Arlington PD fires officer who killed Christian Taylor

Officer Brad Miller © Arlington Police Department
The officer who killed unarmed black teenager Christian Taylor has been fired by the police department in Arlington, Texas. Officer Brad Miller was dismissed for showing “poor judgment” in responding to a burglary call last Friday that led to Taylor’s death.

At a press conference Tuesday evening, Police Chief Will Johnson said that Miller, 49, was fired following an administrative investigation into the shooting. The criminal investigation is still ongoing, and its results will be presented to the district attorney and a grand jury to decide whether an indictment would be in order, Johnson said.

“I have serious concerns as to the rationale articulated for the use of deadly force in this incident,” Johnson told reporters, but urged against making judgments from the “privileged position” of hindsight, saying that “the oversimplification of the facts is ill-advised and often causes significant community harm.”

The Arlington Police is “in dialogue” with the FBI and sharing information about the investigation, the police chief said. If the FBI concludes the facts justify a civil rights case, they will get involved at that point.

Taylor, 19, was a football player at Angelo State University. Security cameras at the Classic Buick GMC dealership in Arlington recorded him breaking into the business shortly after 1 a.m. on August 7.

According to Chief Johnson, six police officers in five patrol cars responded to the burglary report, surrounding the building.  Another officer, who remains unidentified, spotted Taylor inside the building and confronted him through a glass wall. Taylor refused the officer’s order to get down on the ground.

“Mr. Taylor held up a set of car keys and told the officer that he was going to steal a car,” Johnson said.

Miller, who had only been with the department since September 2014, was accompanied by his training officer, Corporal Dale Wiggins. They were tasked with blocking the entrance to the building, so other officers could move in and subdue Taylor.

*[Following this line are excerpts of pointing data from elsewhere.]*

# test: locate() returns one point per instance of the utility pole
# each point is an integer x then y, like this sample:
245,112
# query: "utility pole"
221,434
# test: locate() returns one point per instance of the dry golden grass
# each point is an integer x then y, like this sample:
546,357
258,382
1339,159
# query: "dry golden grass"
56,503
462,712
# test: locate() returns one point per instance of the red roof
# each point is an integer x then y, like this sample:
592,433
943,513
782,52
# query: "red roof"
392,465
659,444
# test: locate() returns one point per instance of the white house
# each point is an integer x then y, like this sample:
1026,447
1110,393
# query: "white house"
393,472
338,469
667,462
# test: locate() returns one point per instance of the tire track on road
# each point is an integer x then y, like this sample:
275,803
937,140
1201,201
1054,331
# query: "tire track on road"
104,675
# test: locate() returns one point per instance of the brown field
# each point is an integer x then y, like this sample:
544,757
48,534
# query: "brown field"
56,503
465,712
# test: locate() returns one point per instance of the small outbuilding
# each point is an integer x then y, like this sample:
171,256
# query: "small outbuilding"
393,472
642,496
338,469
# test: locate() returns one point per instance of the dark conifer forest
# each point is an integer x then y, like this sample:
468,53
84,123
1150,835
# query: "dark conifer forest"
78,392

When Miller found the glass door that Taylor had smashed to get inside, he entered the building, and pursued Taylor when he tried to escape. Another officer testified that Taylor, cornered by Miller, tried to smash through a glass wall with his body. Then he turned around and began to “rapidly approach the officer while cursing,” Johnson said.

By that point Wiggins had caught up with Miller, and pulled out his Taser. Wiggins said he “heard a pop” and believed that Miller had fired his own stun-gun at Taylor. As Taylor continued to advance on the officers, Wiggins Tased him, and Miller shot him again.

There is no video of the shooting itself, though security camera footage from the dealership shows Taylor walking around and damaging some vehicles, AP reported.

“It is clear from the facts obtained that Mr. Taylor was non-compliant with police demands," Johnson said. However, “there was no physical contact between Mr. Taylor and the officers.”

Johnson said that he found the results of the administrative review “troubling.” By abandoning his task of establishing a perimeter and entering the building alone, Miller put himself and other officers “at undue risk,” Johnson said. He also described Miller’s pursuit of Taylor as “questionable decision-making,” given that all six officers were told that the suspect had a “bulge in his pocket.” The bulge was later identified as a wallet and a cellphone.

Taylor’s death occurred a day before the anniversary of the Ferguson, Missouri police shooting of black teenager Michael Brown on August 9, 2014, which prompted a nationwide protest movement and increased scrutiny into police shooting of suspects in general and African-Americans in particular.